Re: [PATCH v3 1/4] ifcvt: handle sequences that clobber flags in noce_convert_multiple_sets

Manolis Tsamis Tue, 23 Apr 2024 03:59:02 -0700

On Thu, Oct 19, 2023 at 10:41 PM Richard Sandiford
<richard.sandif...@arm.com> wrote:
>
> Manolis Tsamis <manolis.tsa...@vrull.eu> writes:
> > This is an extension of what was done in PR106590.
> >
> > Currently if a sequence generated in noce_convert_multiple_sets clobbers the
> > condition rtx (cc_cmp or rev_cc_cmp) then only seq1 is used afterwards
> > (sequences that emit the comparison itself). Since this applies only from 
> > the
> > next iteration it assumes that the sequences generated (in particular seq2)
> > doesn't clobber the condition rtx itself before using it in the 
> > if_then_else,
> > which is only true in specific cases (currently only register/subregister 
> > moves
> > are allowed).
> >
> > This patch changes this so it also tests if seq2 clobbers cc_cmp/rev_cc_cmp 
> > in
> > the current iteration. This makes it possible to include arithmetic 
> > operations
> > in noce_convert_multiple_sets.
> >
> > gcc/ChangeLog:
> >
> >       * ifcvt.cc (check_for_cc_cmp_clobbers): Use modified_in_p instead.
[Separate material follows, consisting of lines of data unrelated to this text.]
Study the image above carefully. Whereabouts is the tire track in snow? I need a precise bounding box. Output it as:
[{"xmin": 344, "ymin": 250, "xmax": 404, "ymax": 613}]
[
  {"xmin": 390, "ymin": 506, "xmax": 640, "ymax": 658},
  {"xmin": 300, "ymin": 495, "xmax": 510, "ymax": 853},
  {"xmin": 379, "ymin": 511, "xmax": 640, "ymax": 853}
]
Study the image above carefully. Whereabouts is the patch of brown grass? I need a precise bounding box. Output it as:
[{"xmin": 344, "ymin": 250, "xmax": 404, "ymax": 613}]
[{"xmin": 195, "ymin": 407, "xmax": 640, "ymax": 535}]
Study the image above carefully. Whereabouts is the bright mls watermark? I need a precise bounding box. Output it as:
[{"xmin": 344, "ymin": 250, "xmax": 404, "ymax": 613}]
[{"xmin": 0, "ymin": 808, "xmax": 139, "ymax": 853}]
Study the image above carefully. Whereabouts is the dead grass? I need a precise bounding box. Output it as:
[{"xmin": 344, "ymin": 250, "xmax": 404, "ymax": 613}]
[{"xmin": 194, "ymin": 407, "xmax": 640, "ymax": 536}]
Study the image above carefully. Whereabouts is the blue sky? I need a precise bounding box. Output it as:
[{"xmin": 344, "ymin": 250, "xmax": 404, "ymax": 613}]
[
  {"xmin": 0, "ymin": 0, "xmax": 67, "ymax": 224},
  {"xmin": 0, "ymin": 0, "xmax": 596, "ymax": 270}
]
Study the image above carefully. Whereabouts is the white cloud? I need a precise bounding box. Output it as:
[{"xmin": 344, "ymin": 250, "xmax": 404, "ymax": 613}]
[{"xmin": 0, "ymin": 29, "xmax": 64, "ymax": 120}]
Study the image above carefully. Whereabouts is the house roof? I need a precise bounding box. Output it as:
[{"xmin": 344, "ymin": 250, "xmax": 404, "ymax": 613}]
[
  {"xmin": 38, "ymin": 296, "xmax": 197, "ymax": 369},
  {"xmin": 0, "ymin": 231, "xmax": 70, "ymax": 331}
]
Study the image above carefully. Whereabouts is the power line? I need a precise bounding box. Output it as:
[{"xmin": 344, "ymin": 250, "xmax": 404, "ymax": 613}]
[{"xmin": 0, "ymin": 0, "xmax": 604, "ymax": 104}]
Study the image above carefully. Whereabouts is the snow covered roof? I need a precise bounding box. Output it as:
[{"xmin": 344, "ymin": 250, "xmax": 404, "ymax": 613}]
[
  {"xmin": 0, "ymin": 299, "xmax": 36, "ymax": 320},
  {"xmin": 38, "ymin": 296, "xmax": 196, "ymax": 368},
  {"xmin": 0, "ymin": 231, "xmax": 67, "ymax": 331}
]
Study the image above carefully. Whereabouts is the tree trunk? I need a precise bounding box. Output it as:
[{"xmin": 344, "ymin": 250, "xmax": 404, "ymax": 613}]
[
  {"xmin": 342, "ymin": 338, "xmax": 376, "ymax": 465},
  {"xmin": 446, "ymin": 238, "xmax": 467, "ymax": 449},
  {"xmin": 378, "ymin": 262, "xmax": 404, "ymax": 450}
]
> >       (noce_convert_multiple_sets_1): Don't use seq2 if it clobbers cc_cmp.
> >
> > Signed-off-by: Manolis Tsamis <manolis.tsa...@vrull.eu>
> > ---
> >
> > (no changes since v1)
> >
> >  gcc/ifcvt.cc | 49 +++++++++++++++++++------------------------------
> >  1 file changed, 19 insertions(+), 30 deletions(-)
>
> Sorry for the slow review.  TBH I was hoping someone else would pick
> it up, since (a) I'm not very familiar with this code, and (b) I don't
> really agree with the way that the current code works.  I'm not sure the
> current dependency checking is safe, so I'm nervous about adding even
> more cases to it.  And it feels like the different ifcvt techniques are
> not now well distinguished, so that they're beginning to overlap and
> compete with one another.  None of that is your fault, of course. :)
>
> > diff --git a/gcc/ifcvt.cc b/gcc/ifcvt.cc
> > index a0af553b9ff..3273aeca125 100644
> > --- a/gcc/ifcvt.cc
> > +++ b/gcc/ifcvt.cc
> > @@ -3375,20 +3375,6 @@ noce_convert_multiple_sets (struct noce_if_info 
> > *if_info)
> >    return true;
> >  }
> >
> > -/* Helper function for noce_convert_multiple_sets_1.  If store to
> > -   DEST can affect P[0] or P[1], clear P[0].  Called via note_stores.  */
> > -
> > -static void
> > -check_for_cc_cmp_clobbers (rtx dest, const_rtx, void *p0)
> > -{
> > -  rtx *p = (rtx *) p0;
> > -  if (p[0] == NULL_RTX)
> > -    return;
> > -  if (reg_overlap_mentioned_p (dest, p[0])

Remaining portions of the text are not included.